I sold my house last March and moved to my brother’s house in Vernon CT where he and his wife have an in-law apartment that my folks stayed fior a while, to add my time to the family workload. Since the load seemed manigable at the time but would obviously get harder in the future, I decided to attempt the trip when I did. Eventually as emails indicated a deteriorating situation Stateside, I shifted to plan B which had always been to keep wandering as long as possible but reurn when needed.
The typical day for Mom & Dad was breakfast, bath from aides and then sit in the livingroom and read and look out the window. Dad’s loss of coherent conversation began to drive my mother mad. She was reading a couple books a week and he was quite distracting. So we were able to secure a senior center that would pick Dad up in the morning, attempt to entertain and to keep him safe then return him late afternoon. And this was obviously a stress reliever for Mom. And us.
It appears to me that Connecicut is a pretty good place to get old in, health wise. Having left Massachusetts before I was old enough to need it, I can’t compare but based on my cancer treatment success, support and low cost, I believe MA is good too. My mother has a live-in caregiver. A christian woman from Ghana. I’m guessing she was born on a Tuesday based on her name. Dad has the aforementioned day care 5 days a week and an aide overnight for 12 hours to get him into bed, help him if he gets up and wash and get him dressed in the AM. On the weekends more family is available to keep an eye on Dad. Old G as I oft call him. But let me tell you when he is well rested, and on a verbal roll, if you stay too long you leave feeling if your head might explode trying to follow his conversation.
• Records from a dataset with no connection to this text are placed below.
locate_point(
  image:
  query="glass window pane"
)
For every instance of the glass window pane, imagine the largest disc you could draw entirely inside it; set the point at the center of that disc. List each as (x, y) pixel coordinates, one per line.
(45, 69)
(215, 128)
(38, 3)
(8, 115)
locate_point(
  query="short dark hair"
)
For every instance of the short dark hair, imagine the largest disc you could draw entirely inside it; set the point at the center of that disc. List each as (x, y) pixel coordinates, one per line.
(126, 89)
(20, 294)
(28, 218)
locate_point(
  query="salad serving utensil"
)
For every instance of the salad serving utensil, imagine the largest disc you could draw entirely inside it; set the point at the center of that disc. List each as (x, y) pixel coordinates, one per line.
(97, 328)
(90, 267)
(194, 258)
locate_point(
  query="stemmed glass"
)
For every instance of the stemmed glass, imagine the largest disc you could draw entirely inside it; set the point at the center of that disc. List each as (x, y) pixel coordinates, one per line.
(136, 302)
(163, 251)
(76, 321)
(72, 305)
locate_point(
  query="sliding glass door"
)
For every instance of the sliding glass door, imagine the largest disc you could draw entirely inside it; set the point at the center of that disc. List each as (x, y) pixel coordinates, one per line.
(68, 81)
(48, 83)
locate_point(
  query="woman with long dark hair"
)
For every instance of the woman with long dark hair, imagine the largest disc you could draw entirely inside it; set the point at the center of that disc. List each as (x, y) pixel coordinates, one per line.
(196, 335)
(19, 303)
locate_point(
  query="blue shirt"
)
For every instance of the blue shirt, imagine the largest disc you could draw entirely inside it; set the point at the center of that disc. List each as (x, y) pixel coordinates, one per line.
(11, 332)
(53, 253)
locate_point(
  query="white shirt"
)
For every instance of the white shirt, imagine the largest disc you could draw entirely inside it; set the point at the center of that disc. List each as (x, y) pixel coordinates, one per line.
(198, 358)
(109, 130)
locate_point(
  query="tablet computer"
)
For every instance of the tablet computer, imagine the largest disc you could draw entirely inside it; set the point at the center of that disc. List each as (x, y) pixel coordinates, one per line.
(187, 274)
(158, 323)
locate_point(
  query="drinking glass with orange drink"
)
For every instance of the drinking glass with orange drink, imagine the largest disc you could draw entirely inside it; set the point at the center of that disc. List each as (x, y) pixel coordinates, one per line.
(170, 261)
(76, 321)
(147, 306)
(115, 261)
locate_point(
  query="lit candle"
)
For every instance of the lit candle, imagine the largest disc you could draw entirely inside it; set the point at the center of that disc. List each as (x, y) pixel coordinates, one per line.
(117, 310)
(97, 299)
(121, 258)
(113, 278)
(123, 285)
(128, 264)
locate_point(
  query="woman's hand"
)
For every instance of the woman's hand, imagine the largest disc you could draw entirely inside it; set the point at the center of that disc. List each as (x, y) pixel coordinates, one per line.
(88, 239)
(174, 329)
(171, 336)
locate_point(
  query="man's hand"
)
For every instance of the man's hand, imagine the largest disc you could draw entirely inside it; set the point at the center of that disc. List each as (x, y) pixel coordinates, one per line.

Apparently with many Alzheimer patients they loose their memory opposite of what you would expect. Dad lost his memory almost as if the more recent the memory, the quicker it flies away. I’m not talking about not being able to remember the unremakable lunch you had 3 hours ago kind. I’m talking the “when are we going to church” when we are on the way home from it kind of loss. Kids names? Not a clue. Kids? Not that he knows of. Recogizes faces of his ‘buddies’ ie family, thankfully. It’s one thing if he can’t remember a name, I can’t recall him calling me by name in over 3 years, but if he couldn’t tell friend from foe, that would be a real problem. Tales of growing up in Roslindale. He can’t tell you much but the little he remembers comes at you in different threads each time, with thread of the day usually repeated many times. Later it will be Boston College and the GI bill story. But very little after the fourties. Not even his wedding in 1949.
Distract him they tell us. Easier said than done.